______"Kötü bir niyetin yoktu öyle mi?" deyip iki adım attı öne doğru. "Young'a merdivende çelme takarken de mi kötü bir niyetin yoktu?" dedi sakince. Bana bakmıyordu. Sonra "Ha!?" diye öyle bir bağırmıştı ki, boynundaki damarı belirmişti. Gözlerimi kapattım sadece, dudaklarımı dişledim. Yer yarılsa da içine girseydim keşke.
"S-sen her şeyi duydun mu?" dedi Eun Mi korkuyla. "Jungkook sadece öfkeme engel olamadım gerçekten, lütfen affet beni. Lütfen." diye ağlamaya başladı.

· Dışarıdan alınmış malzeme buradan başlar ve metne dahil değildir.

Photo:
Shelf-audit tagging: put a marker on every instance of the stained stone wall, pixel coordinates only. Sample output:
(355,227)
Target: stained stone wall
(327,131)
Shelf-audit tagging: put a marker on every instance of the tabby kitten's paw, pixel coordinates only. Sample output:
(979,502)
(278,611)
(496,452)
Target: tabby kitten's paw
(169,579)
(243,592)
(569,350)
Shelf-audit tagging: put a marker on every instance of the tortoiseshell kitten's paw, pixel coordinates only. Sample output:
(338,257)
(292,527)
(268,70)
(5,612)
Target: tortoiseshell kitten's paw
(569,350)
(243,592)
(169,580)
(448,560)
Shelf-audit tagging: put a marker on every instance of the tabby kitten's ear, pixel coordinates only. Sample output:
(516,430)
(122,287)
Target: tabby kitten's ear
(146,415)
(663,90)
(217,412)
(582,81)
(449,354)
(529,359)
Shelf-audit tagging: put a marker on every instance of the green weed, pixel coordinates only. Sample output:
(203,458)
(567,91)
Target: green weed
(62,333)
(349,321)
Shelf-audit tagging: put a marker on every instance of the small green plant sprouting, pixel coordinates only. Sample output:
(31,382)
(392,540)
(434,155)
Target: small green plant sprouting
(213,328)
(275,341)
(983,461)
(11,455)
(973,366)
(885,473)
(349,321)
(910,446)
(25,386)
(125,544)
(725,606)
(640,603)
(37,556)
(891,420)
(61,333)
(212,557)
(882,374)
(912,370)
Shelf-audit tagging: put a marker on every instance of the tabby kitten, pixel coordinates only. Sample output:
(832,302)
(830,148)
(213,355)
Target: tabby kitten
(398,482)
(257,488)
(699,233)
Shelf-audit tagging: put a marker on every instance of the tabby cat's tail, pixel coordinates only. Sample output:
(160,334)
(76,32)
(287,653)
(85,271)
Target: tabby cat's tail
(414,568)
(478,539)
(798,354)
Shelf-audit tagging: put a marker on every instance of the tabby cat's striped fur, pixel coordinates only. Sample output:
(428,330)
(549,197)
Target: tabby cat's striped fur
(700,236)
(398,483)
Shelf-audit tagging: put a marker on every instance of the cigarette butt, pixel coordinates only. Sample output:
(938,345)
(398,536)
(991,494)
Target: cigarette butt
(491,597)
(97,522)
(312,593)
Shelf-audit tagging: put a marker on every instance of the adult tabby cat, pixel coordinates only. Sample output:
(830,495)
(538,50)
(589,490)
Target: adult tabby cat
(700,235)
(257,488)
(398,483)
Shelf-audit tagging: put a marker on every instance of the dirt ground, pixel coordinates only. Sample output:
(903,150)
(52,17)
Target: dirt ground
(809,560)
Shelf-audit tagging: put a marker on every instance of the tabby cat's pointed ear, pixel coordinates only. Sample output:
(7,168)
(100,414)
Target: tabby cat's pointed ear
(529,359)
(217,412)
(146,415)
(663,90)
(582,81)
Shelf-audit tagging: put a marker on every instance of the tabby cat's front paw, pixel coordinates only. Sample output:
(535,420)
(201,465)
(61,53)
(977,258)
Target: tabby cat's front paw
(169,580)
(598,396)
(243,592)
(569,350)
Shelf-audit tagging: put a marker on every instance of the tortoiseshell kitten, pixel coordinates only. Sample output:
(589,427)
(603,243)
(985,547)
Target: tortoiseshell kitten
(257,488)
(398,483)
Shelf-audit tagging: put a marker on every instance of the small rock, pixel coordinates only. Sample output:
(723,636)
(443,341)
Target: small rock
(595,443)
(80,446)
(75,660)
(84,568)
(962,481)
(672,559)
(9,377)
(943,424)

"Kes ağlamayı!" diye kükredi Jungkook. "Bana Kang amcayı aramaktan başka çare bırakmadın." dediğinde daha çok ağlamaya başladı.
"H-hayır Jungkook-ah lütfen. Tamam gideceğim. Tekrar Busan'a döneceğim, bir daha da asla seni rahatsız etmeyeceğim. Gerçekten. Sadece aileme söyleme. Yalvarırım." Eun Mi neredeyse yere kapanacaktı.
"Hemen şimdi..."deyip kapıyı gösterdi Jungkook. Hala sinir damarı sönmemiş, gözlerinden ateş püskürtüyordu. "Gidiyorsun ve hayatına devam ediyorsun. Yoksa Kang amcayı bir saniye bile beklemeden arar, ve her şeyi anlatırım. İki sene öncekileri bile. Duydun mu beni?" dedi tıslayarak. Eun Mi gözyaşlarını silip kafa salladı ve "Hoşçakal Jungkook." deyip hızlıca kapıya yöneldi fakat Jungkook kolundan tutup onu durdurdu. Fakat bir saniye bile sürmemiş hemen çekmişti. Neden dokunmak onu bu kadar korkutuyordu? Anlamıyordum.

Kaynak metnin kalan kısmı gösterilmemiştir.